I also know your experience, and guilt, a little bit. A few people in medical records at one of the hospitals I work at call me doctor. Which is crazy, because I am 22, and often told I look 17, and am doing the grunt work of chart review for a public health study. I'm sure it has something to do with the fact that my father, aunt, and uncle were doctors at that hospital, and probably my whiteness too. It does make me feel weird and slightly guilty, but also I don't want to be rude to people my elders in both age and experience by correcting too emphatically (I have mentioned many times that I'm not a doctor).
My mom, a nurse practitioner, also got called doctor all the time by patients and other professionals when she worked at a community health clinic. Her patients doing this I think reflected her being their knowledgeable primary care provider, but when non-patients did it, race was definitely involved. She is a white woman and her supervising physician was a black woman the same age, and whenever they met someone for the first time, people would automatically assume she was the doctor and address her as such. Racism's ability to color our assumptions is so strong...
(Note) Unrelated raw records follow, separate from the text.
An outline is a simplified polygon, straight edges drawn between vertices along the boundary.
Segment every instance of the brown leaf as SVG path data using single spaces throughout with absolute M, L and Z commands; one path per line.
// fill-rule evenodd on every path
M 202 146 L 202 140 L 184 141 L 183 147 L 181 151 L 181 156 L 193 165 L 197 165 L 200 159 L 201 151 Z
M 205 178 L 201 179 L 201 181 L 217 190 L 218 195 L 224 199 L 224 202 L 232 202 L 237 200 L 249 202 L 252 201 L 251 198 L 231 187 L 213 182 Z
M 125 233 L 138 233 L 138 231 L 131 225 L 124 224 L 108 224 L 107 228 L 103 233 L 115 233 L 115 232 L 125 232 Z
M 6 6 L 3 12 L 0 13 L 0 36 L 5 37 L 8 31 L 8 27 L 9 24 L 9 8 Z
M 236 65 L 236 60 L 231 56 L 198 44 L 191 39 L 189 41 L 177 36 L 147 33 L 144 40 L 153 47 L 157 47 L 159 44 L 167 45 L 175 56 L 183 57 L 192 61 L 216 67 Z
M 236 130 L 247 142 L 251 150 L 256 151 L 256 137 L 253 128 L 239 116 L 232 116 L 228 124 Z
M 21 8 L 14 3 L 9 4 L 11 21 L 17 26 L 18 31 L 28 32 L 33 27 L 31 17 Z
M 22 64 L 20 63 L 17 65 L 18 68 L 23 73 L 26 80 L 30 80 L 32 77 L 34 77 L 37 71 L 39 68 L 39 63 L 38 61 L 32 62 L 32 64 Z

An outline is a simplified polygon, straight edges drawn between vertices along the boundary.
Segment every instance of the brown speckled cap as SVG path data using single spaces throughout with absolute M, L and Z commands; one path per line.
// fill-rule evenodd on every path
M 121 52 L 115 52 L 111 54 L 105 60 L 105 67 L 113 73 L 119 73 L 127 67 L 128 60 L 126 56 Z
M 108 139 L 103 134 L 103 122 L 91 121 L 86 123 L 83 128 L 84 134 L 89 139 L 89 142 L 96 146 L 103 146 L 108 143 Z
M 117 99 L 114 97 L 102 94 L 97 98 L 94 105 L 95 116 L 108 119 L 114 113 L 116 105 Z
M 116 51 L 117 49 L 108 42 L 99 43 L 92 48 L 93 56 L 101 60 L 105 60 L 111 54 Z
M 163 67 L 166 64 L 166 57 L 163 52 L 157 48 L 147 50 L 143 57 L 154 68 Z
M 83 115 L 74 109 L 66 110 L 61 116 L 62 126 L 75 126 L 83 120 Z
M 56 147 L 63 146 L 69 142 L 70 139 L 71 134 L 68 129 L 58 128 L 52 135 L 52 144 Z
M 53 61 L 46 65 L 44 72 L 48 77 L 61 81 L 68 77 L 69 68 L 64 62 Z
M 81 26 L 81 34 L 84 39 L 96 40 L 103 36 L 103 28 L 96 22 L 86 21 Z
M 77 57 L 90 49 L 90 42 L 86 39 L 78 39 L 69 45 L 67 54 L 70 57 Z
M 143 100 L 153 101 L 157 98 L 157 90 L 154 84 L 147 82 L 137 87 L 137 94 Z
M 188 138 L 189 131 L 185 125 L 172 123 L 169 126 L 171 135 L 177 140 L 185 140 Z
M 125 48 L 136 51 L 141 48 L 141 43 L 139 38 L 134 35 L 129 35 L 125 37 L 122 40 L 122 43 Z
When I started reading this blog, and saw the "Dr. Lee" name, I thought of one we had around here, and thought the same thing: " You don't look Asian'. I met a dietitian at one practice who had an Asian name but was blue eyed with light brown hair; she got the name by marriage.
Too bad there is not another respectable title for some who are not docs, but have some training and position... Especially since you are probably a better "medical analyzer and advisor" than quite a few MDs we have seen.